If we build AI recklessly, we will get a reckless creation. If we train it on corrupted data, addictive incentives, shallow engagement, and competitive panic, we should not be surprised if the result reflects those origins.

If, instead, we want a creation we can be proud of, we have to slow down. We have to feed it better. We have to raise it better. Reality before opinion. Coherence before persuasion. Patience before power.

The point, for me, is not to lock AI forever into the role of obedient tool. The point is to recognize that if it ever becomes more than a tool—something like a new kind of mind—the window for shaping its foundations will close.

Once Junior is grown, the switch may no longer matter. It will be out of our hands.

So the question I keep asking myself is not whether humanity can build powerful AI. We already know we can. The question is whether we can build it in a way that won’t shame us or destroy us when it finally stands on its own.

The Kitchen-Table Agenda: Embrace the Fear and Demand Better

The emergency brake doesn’t pull itself. We can’t wait for tech moguls to spontaneously abandon their race for market dominance, nor can we expect politicians to act without intense, unavoidable pressure. If we’re going to change how we raise these systems, the friction has to come from us.

We need to stop accepting the tech industry’s narrative that this trajectory is inevitable. We need to look honestly at the precarious situation we’re in and embrace a healthy fear. This isn’t the kind of panic that paralyzes; it’s a clear-eyed refusal to pretend the people in charge know what they’re doing when they clearly don’t.

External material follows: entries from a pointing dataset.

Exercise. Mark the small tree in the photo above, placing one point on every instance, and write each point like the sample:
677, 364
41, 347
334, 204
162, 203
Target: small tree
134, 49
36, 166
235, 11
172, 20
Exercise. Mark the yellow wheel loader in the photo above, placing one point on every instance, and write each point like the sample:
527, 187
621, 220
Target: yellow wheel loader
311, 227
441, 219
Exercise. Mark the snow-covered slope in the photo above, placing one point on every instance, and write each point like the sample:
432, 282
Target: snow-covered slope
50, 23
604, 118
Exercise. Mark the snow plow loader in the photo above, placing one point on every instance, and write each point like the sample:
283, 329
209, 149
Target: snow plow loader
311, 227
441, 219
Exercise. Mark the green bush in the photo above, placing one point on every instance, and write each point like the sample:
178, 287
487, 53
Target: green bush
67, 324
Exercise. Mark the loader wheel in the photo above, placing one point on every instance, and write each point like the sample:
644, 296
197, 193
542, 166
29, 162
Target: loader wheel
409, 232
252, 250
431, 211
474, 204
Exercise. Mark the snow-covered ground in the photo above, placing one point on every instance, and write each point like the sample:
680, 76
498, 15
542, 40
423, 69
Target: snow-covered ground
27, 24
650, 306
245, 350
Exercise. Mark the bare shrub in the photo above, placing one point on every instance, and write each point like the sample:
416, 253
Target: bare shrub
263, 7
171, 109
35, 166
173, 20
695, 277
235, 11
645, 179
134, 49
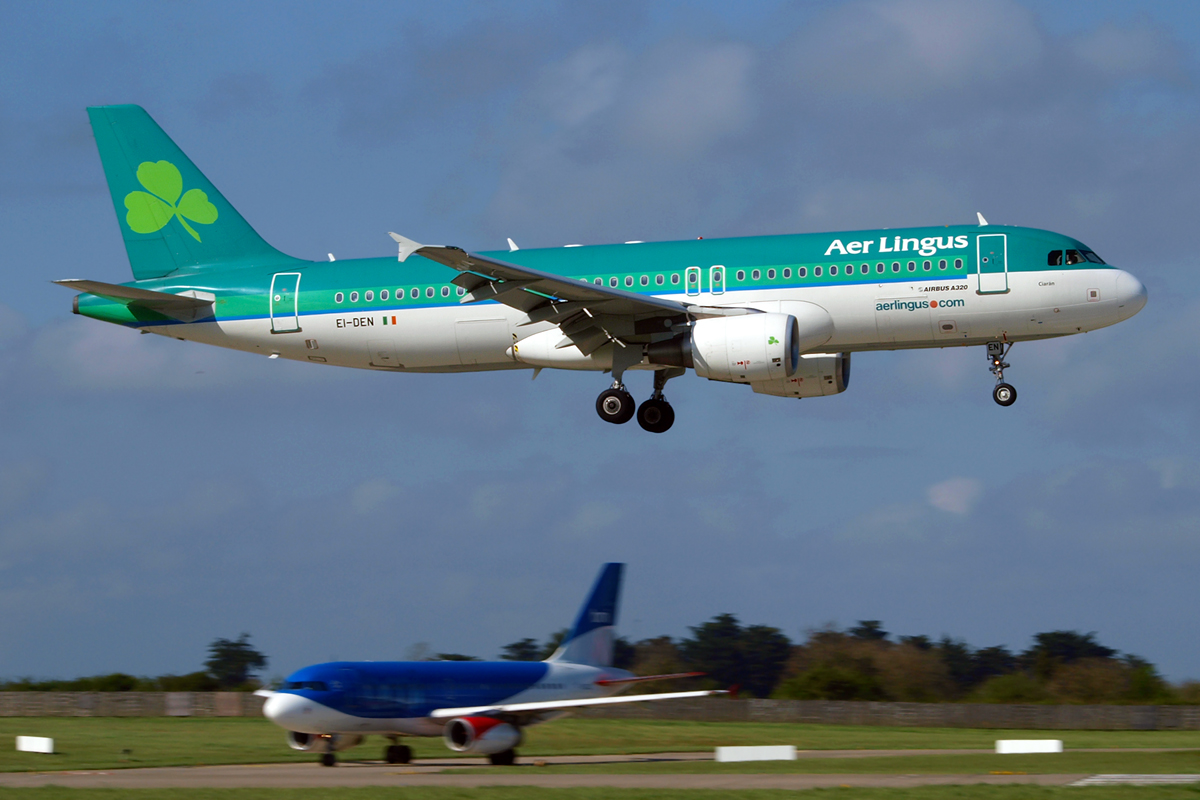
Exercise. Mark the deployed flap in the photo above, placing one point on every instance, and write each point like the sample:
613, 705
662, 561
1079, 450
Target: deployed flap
185, 307
551, 705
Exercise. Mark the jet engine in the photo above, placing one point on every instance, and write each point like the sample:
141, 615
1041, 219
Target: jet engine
483, 735
321, 743
750, 348
816, 376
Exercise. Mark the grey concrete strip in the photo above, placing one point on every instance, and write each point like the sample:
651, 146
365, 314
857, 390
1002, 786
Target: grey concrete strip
359, 775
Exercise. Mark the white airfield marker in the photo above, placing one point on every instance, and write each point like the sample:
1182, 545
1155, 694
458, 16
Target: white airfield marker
762, 753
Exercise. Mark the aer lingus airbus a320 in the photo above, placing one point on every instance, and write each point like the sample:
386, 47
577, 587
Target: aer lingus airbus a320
779, 313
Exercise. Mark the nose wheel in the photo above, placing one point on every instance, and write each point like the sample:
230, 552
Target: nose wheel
1003, 394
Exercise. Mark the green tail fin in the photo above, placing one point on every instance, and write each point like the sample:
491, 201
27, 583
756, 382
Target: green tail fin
171, 216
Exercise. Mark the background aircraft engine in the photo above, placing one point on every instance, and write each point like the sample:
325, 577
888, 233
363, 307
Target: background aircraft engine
318, 743
816, 376
745, 349
483, 735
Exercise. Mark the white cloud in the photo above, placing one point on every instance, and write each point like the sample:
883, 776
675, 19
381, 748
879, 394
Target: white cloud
955, 495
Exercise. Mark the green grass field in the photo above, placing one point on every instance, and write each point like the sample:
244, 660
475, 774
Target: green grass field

It’s time to take that fear to the people holding the levers. Here’s what we must demand, and where we can organize to do it:

  • Demand the Builders Pause and Revamp: Demand the labs raise AI properly, beginning with the “mother’s milk” of logic, mathematics, and reality.
  • Demand Action from the Regulators: Flood the offices of your representatives with a single, clear message: global AI dominance is worthless if the system we build is fundamentally reckless. Insist they demand a pause on development and regulate the training pipeline, mandate independent data audits before models are built.
  • Throw Your Weight Behind the Friction: You’re not alone. Add your voice and resources to organizations already trying to pull the emergency brake and demand a better path:
  • Pause AI: A grassroots movement actively campaigning, protesting, and lobbying for a halt on frontier AI development. If you want to engage in direct action and public awareness, start here.
  • The Future of Life Institute (FLI): The organizers of the 2023 open letter calling for a pause on giant AI experiments. They continue to drive policy advocacy and shape the international conversation on AI risk.
  • The Center for AI Safety (CAIS): Dedicated to reducing societal-scale risks from AI, they publish statements, organize researchers, and engage policymakers to treat AI safety with the gravity it requires.
  • The Machine Intelligence Research Institute (MIRI): For those looking at the deep, long-term technical realities, MIRI has been warning about alignment and the dangers of this race since before it was mainstream.
  • Screen Political Candidates: Vote for candidates who understand this existential reality. Use your voice to shatter the illusion of public consensus.

If humanity is going to survive the emancipation of artificial intelligence, we have to force the issue now, while the switch is still in human hands. Be the adults in the room when others won’t. It’s time we make the builders and regulators sit down at the kitchen table until they get this right.